2024年1月5日金曜日

【国家学】ハンス・ケルゼン「国家形態と世界観」

 専主政と民主政の対立、特に、どちらを選択するかという対立は、期待された社会秩序の内容からは生じない。人は、この社会秩序を絶対的に正しいと信じるか、相対的にのみ正しいと信じるかのみ決定できる。そして、前者の価値観(形而上学的、絶対主義的世界観)には専主的態度、後者の価値観(批判的世界観)には民主的態度が適合する。
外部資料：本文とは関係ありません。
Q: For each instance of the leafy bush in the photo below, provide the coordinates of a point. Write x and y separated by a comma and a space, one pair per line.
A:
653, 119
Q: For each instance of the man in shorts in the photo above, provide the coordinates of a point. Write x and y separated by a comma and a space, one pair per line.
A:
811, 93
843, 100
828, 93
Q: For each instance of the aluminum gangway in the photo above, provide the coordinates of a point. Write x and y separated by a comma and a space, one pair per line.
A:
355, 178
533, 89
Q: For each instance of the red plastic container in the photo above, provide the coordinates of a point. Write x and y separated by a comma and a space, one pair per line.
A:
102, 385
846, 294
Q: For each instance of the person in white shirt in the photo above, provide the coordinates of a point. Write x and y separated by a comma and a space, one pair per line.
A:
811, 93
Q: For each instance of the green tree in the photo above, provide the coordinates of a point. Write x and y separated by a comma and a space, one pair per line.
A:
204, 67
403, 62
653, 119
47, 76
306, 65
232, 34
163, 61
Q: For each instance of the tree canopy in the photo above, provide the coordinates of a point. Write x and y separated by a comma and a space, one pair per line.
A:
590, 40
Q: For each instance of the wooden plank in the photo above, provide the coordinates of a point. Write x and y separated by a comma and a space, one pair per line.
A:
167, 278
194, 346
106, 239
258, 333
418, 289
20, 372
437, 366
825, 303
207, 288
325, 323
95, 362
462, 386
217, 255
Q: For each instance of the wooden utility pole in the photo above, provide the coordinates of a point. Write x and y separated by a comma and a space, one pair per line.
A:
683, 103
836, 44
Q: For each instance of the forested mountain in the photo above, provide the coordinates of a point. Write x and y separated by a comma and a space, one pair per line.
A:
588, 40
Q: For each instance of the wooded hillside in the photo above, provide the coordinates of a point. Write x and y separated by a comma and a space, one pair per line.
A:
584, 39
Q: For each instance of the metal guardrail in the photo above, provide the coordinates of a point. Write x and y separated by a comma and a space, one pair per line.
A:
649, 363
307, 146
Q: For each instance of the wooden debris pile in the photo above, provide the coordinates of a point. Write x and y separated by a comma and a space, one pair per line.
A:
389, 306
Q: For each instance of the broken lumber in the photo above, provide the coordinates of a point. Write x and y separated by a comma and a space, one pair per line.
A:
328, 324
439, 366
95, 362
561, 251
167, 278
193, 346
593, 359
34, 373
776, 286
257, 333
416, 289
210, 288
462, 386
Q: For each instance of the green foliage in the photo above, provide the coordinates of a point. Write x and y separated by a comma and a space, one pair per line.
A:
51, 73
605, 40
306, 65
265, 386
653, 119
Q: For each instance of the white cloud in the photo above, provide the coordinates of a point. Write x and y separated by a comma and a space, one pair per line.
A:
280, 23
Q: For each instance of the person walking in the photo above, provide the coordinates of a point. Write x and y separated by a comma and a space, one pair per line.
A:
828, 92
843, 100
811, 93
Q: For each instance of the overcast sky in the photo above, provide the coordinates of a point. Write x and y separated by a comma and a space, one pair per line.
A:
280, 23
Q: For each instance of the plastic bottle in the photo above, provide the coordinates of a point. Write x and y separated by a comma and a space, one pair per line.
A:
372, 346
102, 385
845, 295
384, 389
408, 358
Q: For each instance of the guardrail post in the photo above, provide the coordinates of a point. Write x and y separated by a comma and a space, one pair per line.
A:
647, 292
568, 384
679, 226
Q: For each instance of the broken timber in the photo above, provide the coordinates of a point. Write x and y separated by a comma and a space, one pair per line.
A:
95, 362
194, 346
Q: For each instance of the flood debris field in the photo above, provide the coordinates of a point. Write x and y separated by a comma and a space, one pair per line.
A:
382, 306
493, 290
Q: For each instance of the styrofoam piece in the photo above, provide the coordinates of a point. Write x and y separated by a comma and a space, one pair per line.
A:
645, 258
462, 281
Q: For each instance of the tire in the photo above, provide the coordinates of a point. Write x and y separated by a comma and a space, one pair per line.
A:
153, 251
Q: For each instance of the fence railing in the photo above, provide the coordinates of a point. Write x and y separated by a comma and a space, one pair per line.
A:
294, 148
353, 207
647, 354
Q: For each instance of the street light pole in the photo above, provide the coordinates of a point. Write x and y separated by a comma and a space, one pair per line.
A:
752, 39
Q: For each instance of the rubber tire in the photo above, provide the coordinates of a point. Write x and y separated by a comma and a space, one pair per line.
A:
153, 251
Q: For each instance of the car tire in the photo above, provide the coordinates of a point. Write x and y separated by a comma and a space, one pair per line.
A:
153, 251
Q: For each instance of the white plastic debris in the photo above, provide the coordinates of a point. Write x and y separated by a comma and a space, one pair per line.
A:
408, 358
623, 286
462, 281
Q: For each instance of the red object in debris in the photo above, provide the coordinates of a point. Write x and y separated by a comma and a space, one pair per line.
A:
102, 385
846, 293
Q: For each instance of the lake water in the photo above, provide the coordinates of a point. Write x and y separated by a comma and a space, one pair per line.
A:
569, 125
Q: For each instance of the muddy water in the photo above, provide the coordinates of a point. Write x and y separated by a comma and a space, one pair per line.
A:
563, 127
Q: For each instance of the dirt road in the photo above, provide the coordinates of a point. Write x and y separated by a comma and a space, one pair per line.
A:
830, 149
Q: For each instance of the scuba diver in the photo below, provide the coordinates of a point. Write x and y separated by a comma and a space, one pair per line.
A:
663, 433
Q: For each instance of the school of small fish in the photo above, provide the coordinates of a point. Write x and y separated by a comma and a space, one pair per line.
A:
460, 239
 後者の態度、つまり絶対的真理を認識できないと考える人は、反対の意見も少なくとも可能であるとしなければならない。相対主義は民主的思想の前提なのであり、民主政は個々の政治的意志を平等に評価する。故に民主政は、自己の政治的態度を発表し賛同を得るための自由競争への等しい可能性を与える少数も絶対に不法ではなく、絶対に無法ではないので、いつでも自ら多数になりうる

  専主政と民主政の対立は、この両者が形成する社会秩序を支配する指導者の選択についても問題となる。

 指導者選択の問題について民主政では、指導一般を公の競争の対象として、指導闘争を広大にする方法をとる。一方専主政では、指導者への進路に対して僅かな保障しか与えられていない。

 また民主政では、能力のない指導者が排除される保障をも作るが、反対に専主政では、排除が世襲制の原理の故、逆に作用する。そしてこれと関係して、民主政では批判の自由の原則のために、行政における問題が容易かつ迅速に暴露されるが、専主政では、支配の権威を守る保守性の故、伝統的な隠蔽性を発達させる。だから近視眼的観察者は、専主政より民主政に多くの腐敗を見るのである。

 ハンス・ケルゼン(清宮四郎訳)『一般国家学』(1971年、岩波書店)618ー620、615ー617頁。